Higiene y seguridad alimentaria
Desde otro punto de vista, la producción del envase bajo unas buenas prácticas de fabricación e higiene como las de FEDEMCO, unido a las propiedades naturales antimicrobianas de la madera, aseguran la protección e higiene en la distribución de los productos hortofrutícolas.

Recientemente se han presentado dos investigaciones en Francia y en España que demuestran, una vez más, las propiedades antimicrobianas de la madera de pino y chopo, y confirman la inocuidad e higiene microbiológica de las superficies de madera, en contacto con productos frescos como frutas, hortalizas, pescados y productos lácteos. Los resúmenes de estas dos investigaciones están disponibles en www.fedemco.com.

Respeto medioambiental
El aspecto medioambiental es otra de las grandes ventajas de los envases de madera.

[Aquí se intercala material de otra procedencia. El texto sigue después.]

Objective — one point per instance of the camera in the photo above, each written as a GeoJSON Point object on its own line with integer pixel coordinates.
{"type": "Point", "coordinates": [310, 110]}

De acuerdo con los primeros estudios llevados a cabo por la agencia de medioambiente francesa (ADEME) sobre el análisis medioambiental del ciclo de vida de los envases utilizados en la distribución hortofrutícola, y otros posteriores, la madera es en la mayoría de los casos el material de embalaje para frutas y hortalizas más respetuoso en este aspecto.

En el caso de los envases de madera GROW, los cultivos y bosques de donde procede nuestra materia prima se gestionan de manera sostenible, de forma que se promueve el crecimiento y mantenimiento de los mismos.

Los árboles durante su crecimiento absorben CO2, uno de los principales gases causantes del calentamiento global. El CO2 absorbido por el árbol se fija en la madera (en 1m3 de madera hay atrapadas alrededor de 0,9T de CO2).

Aparte, cada envase en su fabricación y distribución produce una huella de carbono. En nuestro caso, por las características de la madera y su menor transformación en comparación con otros materiales, nuestra huella de carbono es negativa, es decir nuestros envases absorben CO2, contribuyendo activamente en la lucha contra el cambio climático.

Por ejemplo, el balance de un envase marca Pitufo (envase de dimensiones 300×200 mm) puesto en las instalaciones de un determinado envasador es de -0,262 Keq de dióxido de carbono. Con un palet de envases marca Pitufo se puede compensar las emisiones de CO2 de un coche durante 500 km (según la herramienta FEDEMCO2-data para una distribución a un cliente a 50 km de distancia, y datos de la EDA, EEUU).

Finalmente, cuando termina el ciclo de vida de las cajas, los envases de madera, pueden ser reciclados en un proceso sencillo de astillado para la fabricación de tableros aglomerados u otros productos manteniendo el CO2 absorbido en la madera o en el caso de su valorización energética como combustible, devolviéndolo en igual cantidad.